Such problems directly impact user experience and damage your application's credibility. A missed discount notification for an e-commerce app, a delayed emergency alert for a news app, or a missed important event notification for a gaming app can directly lead to revenue loss or user dissatisfaction. Therefore, understanding the functioning of push notifications across all layers is vital.
1. Platform Service Behavior: Google Firebase Cloud Messaging (FCM) and Apple Push Notification Service (APNS)
At the core of push notifications lie the services provided by mobile operating systems. Google Firebase Cloud Messaging (FCM) for Android and Apple Push Notification Service (APNS) for iOS are the key players responsible for delivering notifications to devices. The working principles of these services and the challenges they face are the first and most important factors that can cause notifications to not arrive.
FCM and APNS don't actually send notifications directly to devices. Instead, they act as an "intermediary" for applications that are waiting for notifications under certain conditions. When an app is in the background or closed, it's not efficient for the device to maintain a direct connection with APNS or FCM servers constantly, both in terms of battery consumption and network resources. Therefore, these services wait for notifications by maintaining a persistent connection on behalf of the devices or using regular "check-in" mechanisms.
ℹ️ The Core Mechanism of FCM and APNS
FCM and APNS work through device-specific registration tokens. Your application obtains these tokens, and your server-side then uses this token to send the notification request to the respective platform service. The platform service then attempts to deliver the notification to the relevant application on the device using this token. A break in any link of this chain can prevent the notification from reaching its destination.

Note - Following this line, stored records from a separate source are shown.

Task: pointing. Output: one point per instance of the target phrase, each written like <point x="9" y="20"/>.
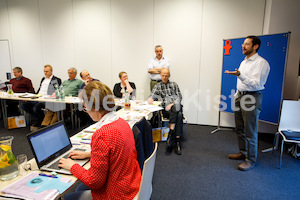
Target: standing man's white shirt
<point x="45" y="85"/>
<point x="254" y="73"/>
<point x="155" y="63"/>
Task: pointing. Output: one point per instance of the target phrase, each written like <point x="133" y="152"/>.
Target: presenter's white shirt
<point x="254" y="73"/>
<point x="45" y="85"/>
<point x="155" y="63"/>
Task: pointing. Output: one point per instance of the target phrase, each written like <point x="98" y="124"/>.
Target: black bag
<point x="295" y="150"/>
<point x="154" y="121"/>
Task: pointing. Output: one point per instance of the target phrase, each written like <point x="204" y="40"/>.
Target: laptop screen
<point x="48" y="141"/>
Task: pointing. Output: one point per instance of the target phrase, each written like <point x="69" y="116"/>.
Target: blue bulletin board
<point x="274" y="49"/>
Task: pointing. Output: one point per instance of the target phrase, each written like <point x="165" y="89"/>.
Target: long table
<point x="72" y="101"/>
<point x="131" y="116"/>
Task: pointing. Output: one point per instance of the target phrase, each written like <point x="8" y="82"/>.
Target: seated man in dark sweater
<point x="47" y="87"/>
<point x="20" y="84"/>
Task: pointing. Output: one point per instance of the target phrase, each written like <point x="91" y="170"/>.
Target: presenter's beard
<point x="246" y="52"/>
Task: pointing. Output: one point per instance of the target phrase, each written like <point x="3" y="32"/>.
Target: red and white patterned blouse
<point x="114" y="171"/>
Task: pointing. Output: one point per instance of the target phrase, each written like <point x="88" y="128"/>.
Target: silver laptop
<point x="50" y="144"/>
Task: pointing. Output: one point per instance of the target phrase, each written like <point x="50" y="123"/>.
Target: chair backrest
<point x="139" y="146"/>
<point x="146" y="132"/>
<point x="147" y="175"/>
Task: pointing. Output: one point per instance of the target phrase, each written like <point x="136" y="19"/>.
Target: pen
<point x="48" y="175"/>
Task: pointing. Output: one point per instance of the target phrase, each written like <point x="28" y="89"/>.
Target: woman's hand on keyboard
<point x="66" y="163"/>
<point x="77" y="155"/>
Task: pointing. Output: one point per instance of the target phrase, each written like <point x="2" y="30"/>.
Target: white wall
<point x="109" y="36"/>
<point x="285" y="17"/>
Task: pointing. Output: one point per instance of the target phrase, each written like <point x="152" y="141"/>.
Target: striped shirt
<point x="166" y="93"/>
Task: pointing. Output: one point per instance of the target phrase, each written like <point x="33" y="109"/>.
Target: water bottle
<point x="57" y="94"/>
<point x="127" y="101"/>
<point x="62" y="94"/>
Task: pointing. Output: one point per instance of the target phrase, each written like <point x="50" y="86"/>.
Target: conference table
<point x="58" y="104"/>
<point x="138" y="110"/>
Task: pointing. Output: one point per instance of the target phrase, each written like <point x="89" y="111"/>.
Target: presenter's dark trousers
<point x="175" y="116"/>
<point x="246" y="118"/>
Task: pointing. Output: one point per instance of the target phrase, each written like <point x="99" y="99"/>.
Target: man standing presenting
<point x="47" y="87"/>
<point x="168" y="92"/>
<point x="155" y="66"/>
<point x="86" y="77"/>
<point x="251" y="77"/>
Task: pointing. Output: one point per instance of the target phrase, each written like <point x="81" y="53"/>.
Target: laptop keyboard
<point x="55" y="164"/>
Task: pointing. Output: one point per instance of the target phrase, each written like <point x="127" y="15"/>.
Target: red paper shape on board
<point x="227" y="47"/>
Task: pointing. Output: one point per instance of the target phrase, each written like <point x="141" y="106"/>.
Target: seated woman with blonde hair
<point x="114" y="171"/>
<point x="120" y="88"/>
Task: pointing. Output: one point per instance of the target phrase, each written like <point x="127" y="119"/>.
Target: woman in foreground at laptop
<point x="114" y="171"/>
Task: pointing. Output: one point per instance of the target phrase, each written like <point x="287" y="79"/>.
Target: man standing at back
<point x="251" y="77"/>
<point x="169" y="93"/>
<point x="21" y="84"/>
<point x="70" y="86"/>
<point x="155" y="66"/>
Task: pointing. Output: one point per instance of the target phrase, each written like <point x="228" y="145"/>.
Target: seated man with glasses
<point x="86" y="77"/>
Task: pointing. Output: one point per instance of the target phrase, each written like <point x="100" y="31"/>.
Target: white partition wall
<point x="92" y="38"/>
<point x="57" y="35"/>
<point x="109" y="36"/>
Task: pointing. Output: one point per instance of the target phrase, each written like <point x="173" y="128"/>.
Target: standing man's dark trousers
<point x="175" y="116"/>
<point x="246" y="119"/>
<point x="35" y="110"/>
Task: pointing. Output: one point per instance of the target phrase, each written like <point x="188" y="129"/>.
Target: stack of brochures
<point x="38" y="187"/>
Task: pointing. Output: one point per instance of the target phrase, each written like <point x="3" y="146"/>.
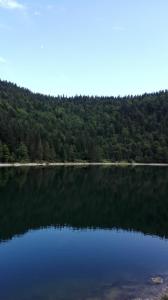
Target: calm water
<point x="83" y="233"/>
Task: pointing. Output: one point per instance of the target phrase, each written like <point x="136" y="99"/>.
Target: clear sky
<point x="99" y="47"/>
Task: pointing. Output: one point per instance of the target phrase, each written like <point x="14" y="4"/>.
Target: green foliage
<point x="22" y="152"/>
<point x="82" y="128"/>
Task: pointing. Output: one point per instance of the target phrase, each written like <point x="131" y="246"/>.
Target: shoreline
<point x="70" y="164"/>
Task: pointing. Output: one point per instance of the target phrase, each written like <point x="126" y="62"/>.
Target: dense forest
<point x="34" y="127"/>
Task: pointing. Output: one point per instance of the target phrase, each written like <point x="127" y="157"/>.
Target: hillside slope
<point x="34" y="127"/>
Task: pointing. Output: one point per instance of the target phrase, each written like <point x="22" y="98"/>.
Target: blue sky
<point x="99" y="47"/>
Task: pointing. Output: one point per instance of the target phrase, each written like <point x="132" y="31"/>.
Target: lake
<point x="83" y="233"/>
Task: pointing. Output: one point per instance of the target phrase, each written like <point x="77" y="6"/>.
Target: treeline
<point x="34" y="127"/>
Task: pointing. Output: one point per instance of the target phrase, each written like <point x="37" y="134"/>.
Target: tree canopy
<point x="35" y="127"/>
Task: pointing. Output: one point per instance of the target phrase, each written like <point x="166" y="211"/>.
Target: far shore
<point x="57" y="164"/>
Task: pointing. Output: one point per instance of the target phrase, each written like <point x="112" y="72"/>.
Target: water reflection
<point x="121" y="198"/>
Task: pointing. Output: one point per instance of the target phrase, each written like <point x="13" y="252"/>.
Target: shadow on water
<point x="134" y="199"/>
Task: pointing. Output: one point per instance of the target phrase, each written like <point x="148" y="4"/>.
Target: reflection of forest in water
<point x="91" y="197"/>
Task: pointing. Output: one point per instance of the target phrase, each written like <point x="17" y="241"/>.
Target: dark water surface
<point x="94" y="233"/>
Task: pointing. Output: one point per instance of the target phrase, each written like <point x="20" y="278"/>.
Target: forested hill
<point x="34" y="127"/>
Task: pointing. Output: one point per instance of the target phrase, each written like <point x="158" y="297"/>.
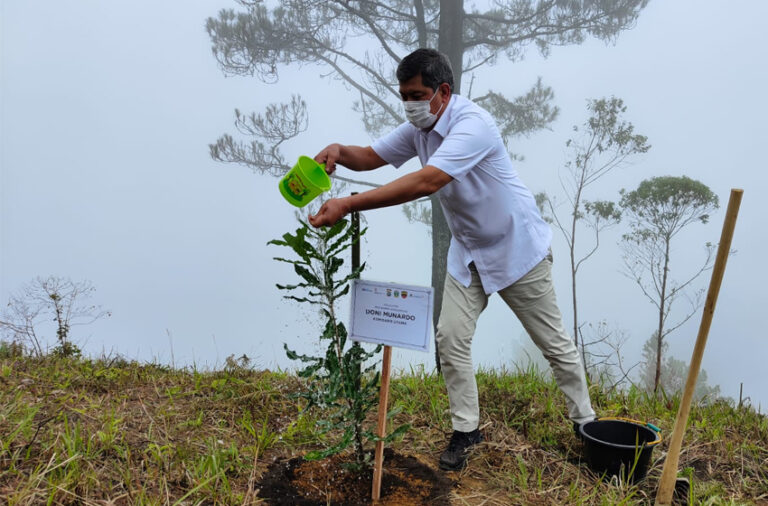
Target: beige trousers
<point x="533" y="301"/>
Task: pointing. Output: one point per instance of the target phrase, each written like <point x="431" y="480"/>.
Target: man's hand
<point x="330" y="212"/>
<point x="329" y="156"/>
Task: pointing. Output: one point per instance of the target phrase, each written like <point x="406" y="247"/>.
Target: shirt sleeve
<point x="467" y="143"/>
<point x="398" y="146"/>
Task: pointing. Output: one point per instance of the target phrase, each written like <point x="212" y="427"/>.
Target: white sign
<point x="392" y="314"/>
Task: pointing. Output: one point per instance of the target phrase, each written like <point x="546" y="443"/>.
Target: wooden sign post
<point x="390" y="314"/>
<point x="381" y="426"/>
<point x="669" y="473"/>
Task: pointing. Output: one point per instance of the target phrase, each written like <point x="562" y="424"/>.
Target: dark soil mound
<point x="405" y="482"/>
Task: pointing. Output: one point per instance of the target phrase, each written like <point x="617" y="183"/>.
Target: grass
<point x="81" y="431"/>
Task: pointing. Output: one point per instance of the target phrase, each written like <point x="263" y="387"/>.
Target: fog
<point x="108" y="109"/>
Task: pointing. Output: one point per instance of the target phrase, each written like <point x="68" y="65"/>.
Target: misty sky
<point x="107" y="110"/>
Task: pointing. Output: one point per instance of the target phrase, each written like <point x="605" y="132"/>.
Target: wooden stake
<point x="381" y="428"/>
<point x="669" y="474"/>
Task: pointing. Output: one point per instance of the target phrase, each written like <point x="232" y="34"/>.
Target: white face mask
<point x="419" y="114"/>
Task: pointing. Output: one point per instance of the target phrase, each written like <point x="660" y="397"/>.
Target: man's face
<point x="414" y="90"/>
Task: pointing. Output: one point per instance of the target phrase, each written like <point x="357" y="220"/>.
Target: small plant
<point x="340" y="384"/>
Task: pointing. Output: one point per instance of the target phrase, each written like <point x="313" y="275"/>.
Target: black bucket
<point x="618" y="447"/>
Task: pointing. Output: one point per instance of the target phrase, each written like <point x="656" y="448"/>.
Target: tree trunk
<point x="451" y="37"/>
<point x="441" y="239"/>
<point x="662" y="305"/>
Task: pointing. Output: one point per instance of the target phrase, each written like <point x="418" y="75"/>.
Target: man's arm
<point x="404" y="189"/>
<point x="356" y="158"/>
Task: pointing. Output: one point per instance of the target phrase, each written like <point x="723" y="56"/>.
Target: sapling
<point x="339" y="383"/>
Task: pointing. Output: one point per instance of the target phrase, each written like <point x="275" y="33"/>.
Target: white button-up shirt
<point x="492" y="215"/>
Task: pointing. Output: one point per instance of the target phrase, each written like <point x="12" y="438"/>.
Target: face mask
<point x="418" y="112"/>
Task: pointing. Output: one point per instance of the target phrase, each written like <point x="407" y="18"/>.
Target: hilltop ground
<point x="75" y="431"/>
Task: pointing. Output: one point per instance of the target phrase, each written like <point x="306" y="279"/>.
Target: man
<point x="499" y="241"/>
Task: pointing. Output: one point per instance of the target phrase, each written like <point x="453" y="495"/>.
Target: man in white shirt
<point x="500" y="244"/>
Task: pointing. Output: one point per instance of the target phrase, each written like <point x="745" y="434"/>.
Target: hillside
<point x="110" y="431"/>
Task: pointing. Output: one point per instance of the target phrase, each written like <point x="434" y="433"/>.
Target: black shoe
<point x="455" y="457"/>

These services themselves are large-scale infrastructures and may occasionally undergo maintenance, experience high load, or have temporary outages. Especially during peak hours, delays or packet losses can occur in notification requests sent to platform services. Such situations can affect notification delivery even if they are not caused by your application.
1.1. Device Connection Status and Background Processes
One of the most critical stages for a push notification is whether the device has a healthy connection with the respective platform service (FCM or APNS). If the device is not connected to the internet, has a weak Wi-Fi signal, or its cellular data is off, it becomes impossible for it to receive notifications from the platform service. However, the problem is often not that simple.

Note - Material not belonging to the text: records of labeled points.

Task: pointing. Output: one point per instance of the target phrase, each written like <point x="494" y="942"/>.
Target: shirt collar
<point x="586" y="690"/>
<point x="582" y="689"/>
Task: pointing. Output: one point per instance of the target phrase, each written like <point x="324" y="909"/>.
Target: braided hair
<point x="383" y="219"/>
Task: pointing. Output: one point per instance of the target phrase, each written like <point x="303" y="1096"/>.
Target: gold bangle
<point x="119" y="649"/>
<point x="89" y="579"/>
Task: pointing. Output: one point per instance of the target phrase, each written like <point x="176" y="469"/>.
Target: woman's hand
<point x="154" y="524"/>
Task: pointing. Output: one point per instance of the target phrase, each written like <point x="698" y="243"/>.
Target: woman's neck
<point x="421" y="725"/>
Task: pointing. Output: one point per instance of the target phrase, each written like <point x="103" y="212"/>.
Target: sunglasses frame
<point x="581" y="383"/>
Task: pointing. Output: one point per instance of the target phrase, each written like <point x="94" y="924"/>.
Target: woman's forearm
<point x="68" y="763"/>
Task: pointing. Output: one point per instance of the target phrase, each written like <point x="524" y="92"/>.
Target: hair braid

Many modern operating systems restrict background applications' network access to extend battery life and optimize network traffic. Android's "Doze Mode" and "App Standby" features, or iOS's background process limitations, can prevent applications from making network requests at certain intervals or under specific conditions. These restrictions can delay or completely halt notification delivery by preventing FCM or APNS from synchronizing with the device.
⚠️ Background Data Restrictions and Push Notifications
Battery saver settings consciously or unconsciously set by users, features like "Data Saver Mode," can severely restrict your application's background network access. In such cases, the FCM/APNS connection can be lost, and notifications won't arrive. To ensure your app's background data access for notifications isn't restricted, it's important to check both Android's "Battery Optimization" settings and iOS's "Background App Refresh" settings.
For example, when a user doesn't use their phone for a long time, Android's Doze Mode activates, significantly limiting the app's network access. While in this mode, only certain "whitelisted" applications or system services can access the network. If FCM's operation in this mode hasn't been prevented, notifications might not reach the device. Similarly, in iOS, if background data refresh is off, or if the app exceeds Apple's defined background processing limits, notifications can be delayed.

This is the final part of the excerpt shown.